El tipo, caleteros curtidos a base de temporales y trabajo diario, vuelve a ser uno de los grandes aciertos del repertorio. Es un personaje muy gaditano, fácilmente identificable por el público del Falla y bien explotado desde la presentación hasta el popurrí. La entrada en escena arranca con un golpe de actualidad, utilizando la referencia a Sónsoles Ónega y su ya conocida confusión geográfica para situar rápidamente el tono humorístico del pase. El arranque funciona por ritmo y por intención, reforzado por un shoniquete reconocible que actúa como carta de presentación.

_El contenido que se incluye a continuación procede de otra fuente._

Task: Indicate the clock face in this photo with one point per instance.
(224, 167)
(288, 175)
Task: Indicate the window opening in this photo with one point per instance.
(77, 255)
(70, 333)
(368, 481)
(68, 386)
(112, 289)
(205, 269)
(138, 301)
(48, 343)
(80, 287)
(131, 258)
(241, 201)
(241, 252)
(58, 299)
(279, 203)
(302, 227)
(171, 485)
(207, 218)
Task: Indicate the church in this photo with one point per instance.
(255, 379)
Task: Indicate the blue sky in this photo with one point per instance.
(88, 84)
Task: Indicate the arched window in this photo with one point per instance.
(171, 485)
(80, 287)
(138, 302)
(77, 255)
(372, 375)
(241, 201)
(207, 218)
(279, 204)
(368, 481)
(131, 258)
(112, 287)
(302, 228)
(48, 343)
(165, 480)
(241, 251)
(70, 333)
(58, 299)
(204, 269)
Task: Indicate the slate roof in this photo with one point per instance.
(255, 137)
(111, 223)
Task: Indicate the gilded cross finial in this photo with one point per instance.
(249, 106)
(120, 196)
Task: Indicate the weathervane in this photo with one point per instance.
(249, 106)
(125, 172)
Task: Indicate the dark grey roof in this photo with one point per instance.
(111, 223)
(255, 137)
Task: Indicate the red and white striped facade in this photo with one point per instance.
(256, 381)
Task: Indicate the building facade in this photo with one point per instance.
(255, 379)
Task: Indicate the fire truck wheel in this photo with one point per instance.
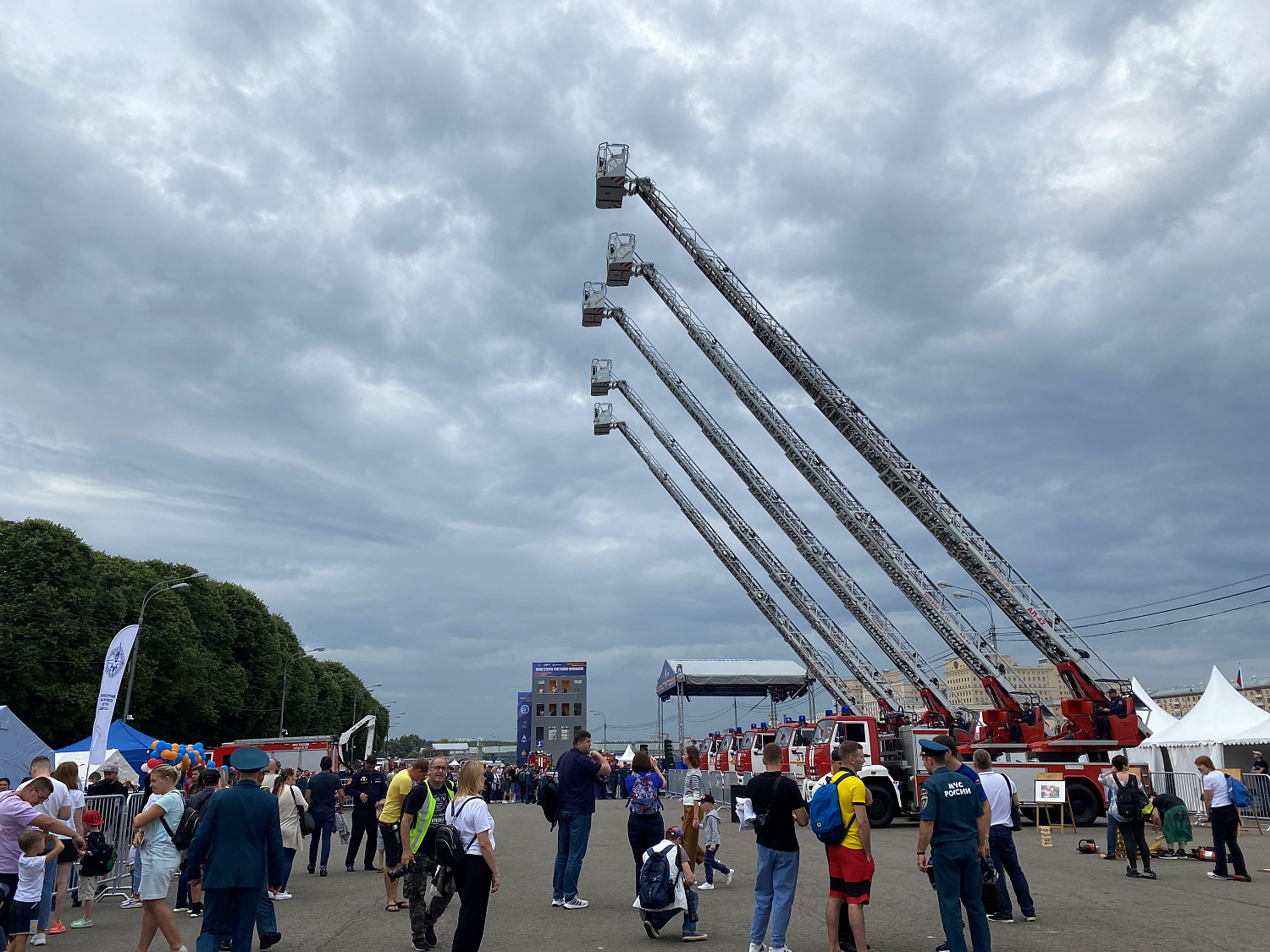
(1085, 804)
(883, 810)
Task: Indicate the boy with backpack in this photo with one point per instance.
(711, 840)
(840, 819)
(665, 890)
(98, 861)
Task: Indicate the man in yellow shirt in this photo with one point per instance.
(851, 866)
(390, 825)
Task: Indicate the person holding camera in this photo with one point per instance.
(422, 812)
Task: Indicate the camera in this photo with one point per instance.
(396, 872)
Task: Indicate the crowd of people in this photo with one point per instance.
(230, 837)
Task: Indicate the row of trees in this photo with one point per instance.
(210, 664)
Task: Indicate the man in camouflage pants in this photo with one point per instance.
(428, 889)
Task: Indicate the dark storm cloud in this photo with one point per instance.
(290, 292)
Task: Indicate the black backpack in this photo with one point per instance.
(549, 799)
(449, 847)
(657, 878)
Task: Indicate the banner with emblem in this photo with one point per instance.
(112, 675)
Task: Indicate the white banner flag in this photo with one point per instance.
(112, 677)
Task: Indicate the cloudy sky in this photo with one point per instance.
(290, 292)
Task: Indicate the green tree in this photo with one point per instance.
(208, 664)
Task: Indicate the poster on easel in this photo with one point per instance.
(1052, 792)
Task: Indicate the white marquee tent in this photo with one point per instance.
(1221, 716)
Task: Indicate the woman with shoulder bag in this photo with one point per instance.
(477, 873)
(1125, 799)
(644, 828)
(290, 805)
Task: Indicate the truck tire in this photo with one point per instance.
(883, 809)
(1085, 804)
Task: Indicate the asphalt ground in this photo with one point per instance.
(1084, 901)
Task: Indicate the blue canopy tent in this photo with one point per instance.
(132, 744)
(19, 746)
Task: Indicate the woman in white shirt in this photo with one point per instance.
(69, 774)
(477, 875)
(290, 800)
(152, 835)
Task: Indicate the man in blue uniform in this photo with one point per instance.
(367, 789)
(950, 822)
(236, 853)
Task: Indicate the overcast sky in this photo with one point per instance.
(290, 292)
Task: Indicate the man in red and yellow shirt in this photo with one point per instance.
(851, 863)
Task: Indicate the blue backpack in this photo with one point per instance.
(1237, 791)
(826, 812)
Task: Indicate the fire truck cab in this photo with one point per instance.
(749, 754)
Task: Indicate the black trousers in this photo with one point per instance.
(643, 830)
(1135, 843)
(1226, 838)
(472, 878)
(363, 824)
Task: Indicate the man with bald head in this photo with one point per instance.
(422, 812)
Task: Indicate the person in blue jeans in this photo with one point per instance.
(325, 797)
(1002, 795)
(577, 771)
(779, 800)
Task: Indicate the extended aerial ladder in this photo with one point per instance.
(871, 619)
(817, 664)
(1002, 583)
(1008, 713)
(820, 621)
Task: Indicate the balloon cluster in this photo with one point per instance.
(180, 756)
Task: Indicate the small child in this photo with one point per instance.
(711, 839)
(30, 883)
(98, 860)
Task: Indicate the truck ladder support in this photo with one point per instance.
(762, 599)
(820, 621)
(1020, 601)
(871, 619)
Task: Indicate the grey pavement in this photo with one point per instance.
(1084, 901)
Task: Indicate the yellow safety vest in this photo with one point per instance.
(422, 822)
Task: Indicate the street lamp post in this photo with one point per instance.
(355, 698)
(606, 726)
(180, 584)
(282, 713)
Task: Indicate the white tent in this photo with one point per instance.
(1221, 716)
(112, 757)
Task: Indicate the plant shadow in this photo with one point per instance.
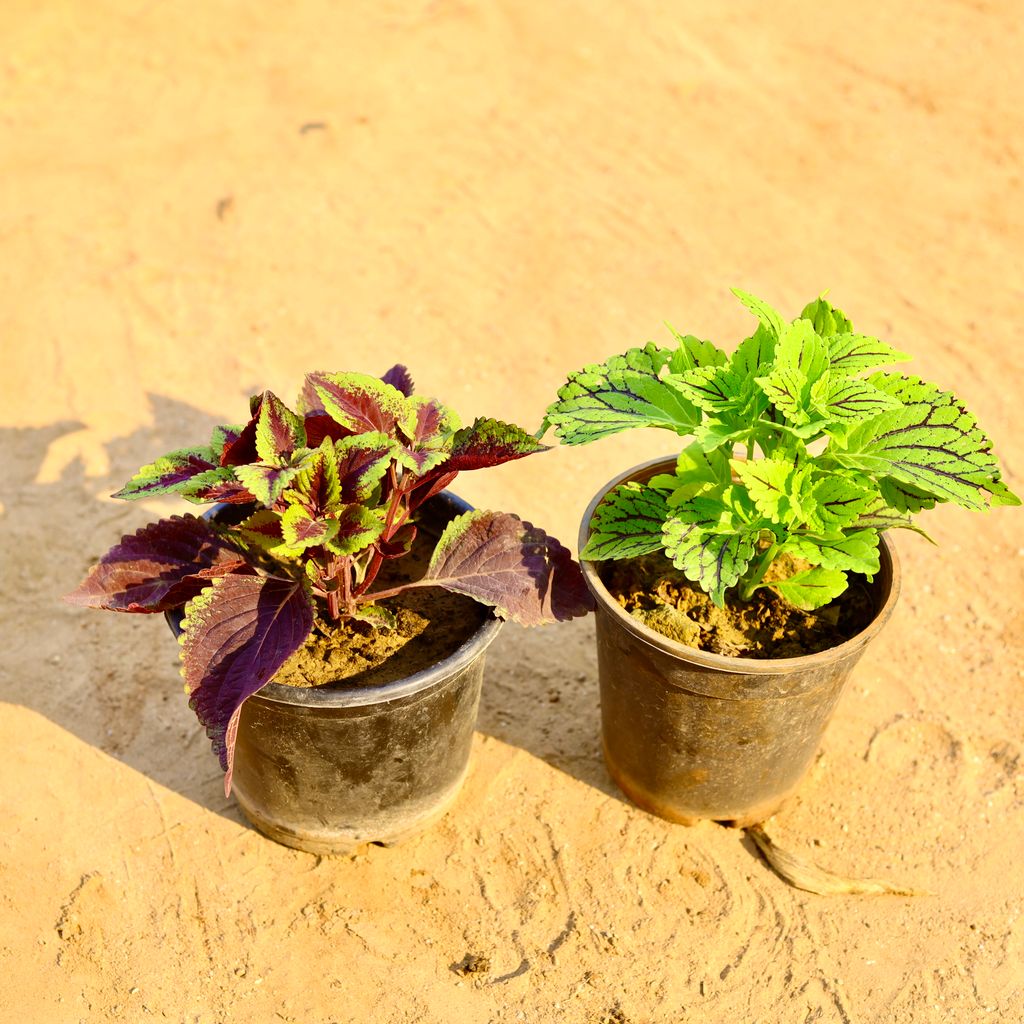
(111, 680)
(114, 681)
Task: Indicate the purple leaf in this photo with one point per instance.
(320, 425)
(363, 461)
(512, 565)
(400, 544)
(432, 483)
(236, 635)
(160, 567)
(399, 378)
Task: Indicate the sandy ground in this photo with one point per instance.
(199, 201)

En los pasodobles se concentra buena parte del contenido crítico de la actuación. El primero aborda la precariedad juvenil desde una mirada generacional, con una letra dirigida a un hijo al que se le advierte, con ironía y amargura, sobre la falsa promesa de que el esfuerzo y la formación garantizan un futuro estable. La crítica a la sobreformación y a las dificultades reales para prosperar conecta por su claridad y por un remate reflexivo que deja poso, convirtiéndose en uno de los momentos más sólidos del pase.
El segundo pasodoble cambia de foco y adopta un tono mucho más duro al denunciar la figura del chivato en el ámbito laboral, vinculado al falso sindicalismo y a la traición a los compañeros para escalar posiciones. La letra es directa, incluso agresiva, y provoca sensaciones encontradas por el uso explícito del insulto y su enfoque sin matices. Es una apuesta arriesgada que no deja indiferente, pero que rompe en parte el equilibrio mostrado en el primer pasodoble.

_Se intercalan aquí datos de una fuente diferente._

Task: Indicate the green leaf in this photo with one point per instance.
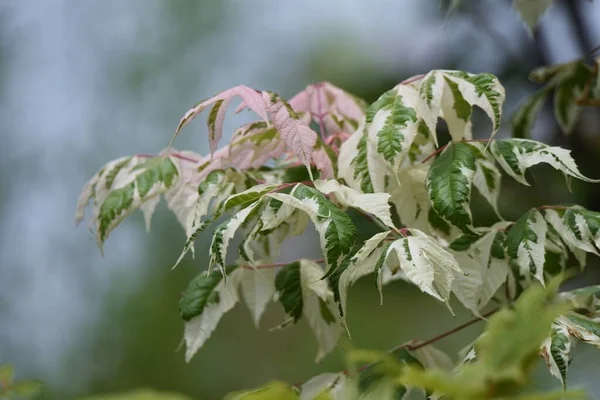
(258, 287)
(224, 233)
(272, 391)
(149, 179)
(515, 156)
(556, 351)
(303, 293)
(528, 324)
(583, 328)
(141, 394)
(449, 184)
(337, 233)
(524, 118)
(393, 124)
(531, 11)
(376, 204)
(334, 386)
(425, 263)
(585, 301)
(380, 376)
(525, 244)
(7, 375)
(452, 95)
(200, 292)
(289, 289)
(572, 81)
(203, 304)
(361, 264)
(410, 197)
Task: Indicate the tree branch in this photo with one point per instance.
(415, 345)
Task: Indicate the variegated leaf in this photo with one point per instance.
(303, 293)
(525, 244)
(375, 204)
(556, 350)
(224, 233)
(361, 264)
(449, 184)
(206, 299)
(517, 155)
(425, 263)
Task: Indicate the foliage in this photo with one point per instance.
(386, 162)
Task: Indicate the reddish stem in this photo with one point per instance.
(174, 154)
(552, 208)
(415, 345)
(413, 79)
(321, 114)
(440, 149)
(275, 265)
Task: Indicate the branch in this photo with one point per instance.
(174, 154)
(275, 265)
(413, 79)
(321, 115)
(415, 345)
(440, 149)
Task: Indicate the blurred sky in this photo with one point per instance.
(82, 82)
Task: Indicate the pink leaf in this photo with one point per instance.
(215, 123)
(330, 106)
(323, 164)
(250, 99)
(294, 132)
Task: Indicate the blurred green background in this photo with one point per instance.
(82, 82)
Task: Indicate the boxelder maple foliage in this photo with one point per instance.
(326, 151)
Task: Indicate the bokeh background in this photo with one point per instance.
(82, 82)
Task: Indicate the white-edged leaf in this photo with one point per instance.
(425, 263)
(392, 122)
(467, 285)
(209, 301)
(295, 132)
(147, 208)
(258, 287)
(487, 180)
(251, 98)
(517, 155)
(556, 351)
(524, 118)
(352, 161)
(410, 196)
(335, 386)
(582, 328)
(375, 204)
(433, 358)
(303, 293)
(140, 184)
(224, 233)
(361, 264)
(337, 233)
(525, 244)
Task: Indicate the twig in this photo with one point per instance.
(176, 155)
(411, 346)
(415, 345)
(412, 79)
(321, 115)
(442, 148)
(552, 208)
(275, 265)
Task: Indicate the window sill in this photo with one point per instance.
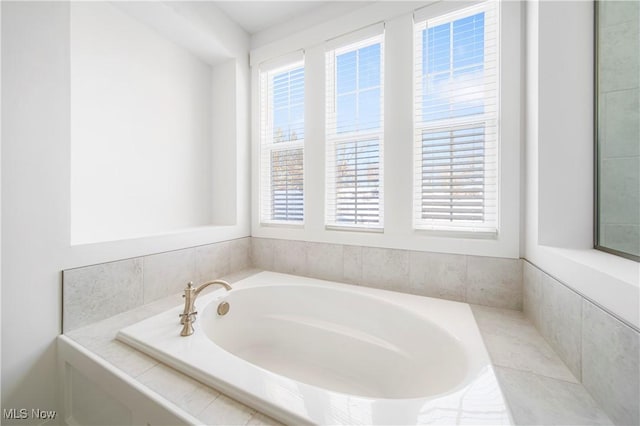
(354, 229)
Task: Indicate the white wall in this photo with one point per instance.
(36, 196)
(398, 136)
(140, 129)
(559, 160)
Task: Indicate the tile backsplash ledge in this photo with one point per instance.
(488, 281)
(96, 292)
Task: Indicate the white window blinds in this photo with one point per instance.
(282, 141)
(354, 130)
(456, 119)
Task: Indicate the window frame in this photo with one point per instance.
(267, 146)
(440, 14)
(354, 42)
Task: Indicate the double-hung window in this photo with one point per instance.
(354, 131)
(282, 143)
(456, 118)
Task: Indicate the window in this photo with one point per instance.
(456, 120)
(282, 144)
(354, 95)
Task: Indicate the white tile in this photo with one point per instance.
(610, 360)
(127, 359)
(97, 292)
(239, 254)
(325, 261)
(212, 261)
(625, 238)
(226, 411)
(538, 400)
(493, 281)
(385, 268)
(616, 12)
(290, 257)
(168, 273)
(513, 342)
(561, 322)
(352, 264)
(532, 292)
(183, 391)
(262, 253)
(438, 275)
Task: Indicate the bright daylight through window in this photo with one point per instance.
(282, 144)
(354, 96)
(456, 120)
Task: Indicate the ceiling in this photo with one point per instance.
(255, 16)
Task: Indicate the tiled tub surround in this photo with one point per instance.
(600, 350)
(480, 280)
(93, 293)
(538, 386)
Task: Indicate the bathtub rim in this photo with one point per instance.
(275, 410)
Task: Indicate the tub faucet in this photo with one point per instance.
(188, 317)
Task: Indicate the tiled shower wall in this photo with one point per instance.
(601, 351)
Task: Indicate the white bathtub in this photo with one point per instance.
(311, 351)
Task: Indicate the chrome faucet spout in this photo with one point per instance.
(188, 316)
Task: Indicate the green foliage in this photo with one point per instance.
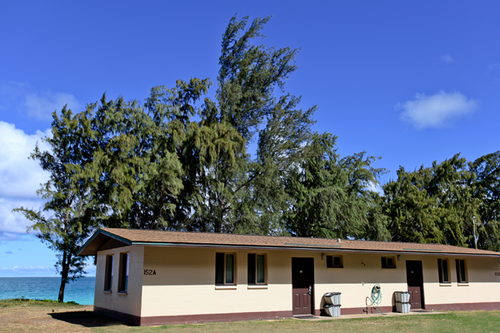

La tanda de cuplés devuelve a la chirigota a su terreno más reconocible. El primero apunta a periodistas y comunicadores de derechas con humor ácido y un remate efectivo, manteniendo un nivel crítico que funciona en platea. El segundo, centrado en un ligue con una mujer mayor, destaca por su desarrollo cuidado y un final potente, convirtiéndose en uno de los momentos más celebrados del pase. El estribillo cumple su función como nexo, reconocible y funcional, sin necesidad de mayor protagonismo.
El popurrí introduce morcillas nuevas y mantiene un ritmo constante, reforzando el gaditanismo que atraviesa todo el repertorio. Aunque el cierre es efectivo y coherente con la propuesta, deja la sensación de menor impacto respecto a noches anteriores, especialmente en comparación con el pase de cuartos. Aun así, el conjunto no se resiente gracias a la solidez del grupo.

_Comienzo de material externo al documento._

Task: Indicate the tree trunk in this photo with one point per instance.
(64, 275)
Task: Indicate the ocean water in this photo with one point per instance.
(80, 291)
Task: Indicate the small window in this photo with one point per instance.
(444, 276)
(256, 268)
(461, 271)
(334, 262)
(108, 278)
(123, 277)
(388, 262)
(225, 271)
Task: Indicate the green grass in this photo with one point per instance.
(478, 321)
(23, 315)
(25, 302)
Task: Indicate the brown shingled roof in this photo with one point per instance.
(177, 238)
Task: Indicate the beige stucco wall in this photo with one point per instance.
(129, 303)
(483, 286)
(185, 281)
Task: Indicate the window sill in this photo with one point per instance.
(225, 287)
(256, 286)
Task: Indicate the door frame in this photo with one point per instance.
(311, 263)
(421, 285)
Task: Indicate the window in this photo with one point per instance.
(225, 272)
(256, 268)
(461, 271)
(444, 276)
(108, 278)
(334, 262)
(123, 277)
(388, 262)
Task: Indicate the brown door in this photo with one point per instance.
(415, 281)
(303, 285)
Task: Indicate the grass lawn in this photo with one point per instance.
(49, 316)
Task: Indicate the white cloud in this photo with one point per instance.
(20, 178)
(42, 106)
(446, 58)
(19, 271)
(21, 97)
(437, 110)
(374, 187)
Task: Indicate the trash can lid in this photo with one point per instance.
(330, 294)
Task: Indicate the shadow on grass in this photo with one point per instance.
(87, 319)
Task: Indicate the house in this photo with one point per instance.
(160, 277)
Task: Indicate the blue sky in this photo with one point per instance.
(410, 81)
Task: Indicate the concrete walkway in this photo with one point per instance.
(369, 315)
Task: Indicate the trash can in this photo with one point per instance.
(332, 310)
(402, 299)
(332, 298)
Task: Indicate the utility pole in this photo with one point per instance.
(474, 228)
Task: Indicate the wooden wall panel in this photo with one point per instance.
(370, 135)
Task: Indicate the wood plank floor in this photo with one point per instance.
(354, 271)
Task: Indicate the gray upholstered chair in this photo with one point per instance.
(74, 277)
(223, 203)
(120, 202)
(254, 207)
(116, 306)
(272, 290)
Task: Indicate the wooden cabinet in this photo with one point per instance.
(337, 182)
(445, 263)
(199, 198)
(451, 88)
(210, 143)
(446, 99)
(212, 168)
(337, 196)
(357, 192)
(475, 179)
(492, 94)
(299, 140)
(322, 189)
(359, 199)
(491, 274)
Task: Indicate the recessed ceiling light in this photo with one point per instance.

En el apartado interpretativo, Los hombres de Paco vuelven a mostrar un grupo compacto y seguro, con una primera fila destacada y una dicción más limpia que en fases anteriores. La seguridad escénica y la experiencia adquirida en estos años en adultos se traducen en un pase bien defendido, sin fisuras técnicas ni bajones de ritmo.
El estilo de la chirigota mantiene la marca Pibes: ironía constante, crítica social desde lo local y un gaditanismo muy reconocible que conecta con el público habitual del Concurso. Aunque este pase no alcanza el lustre ni la sorpresa del anterior, la agrupación demuestra regularidad y capacidad para competir en una semifinal exigente.
La valoración final es la de un pase sólido y maduro, con puntos muy destacados en los cuplés y el primer pasodoble, pero con menor brillo global. Los hombres de Paco siguen en la pelea en el COAC 2026, apoyados en un repertorio coherente y un grupo muy hecho, con argumentos suficientes para aspirar a volver a subirse al Falla en la siguiente fase.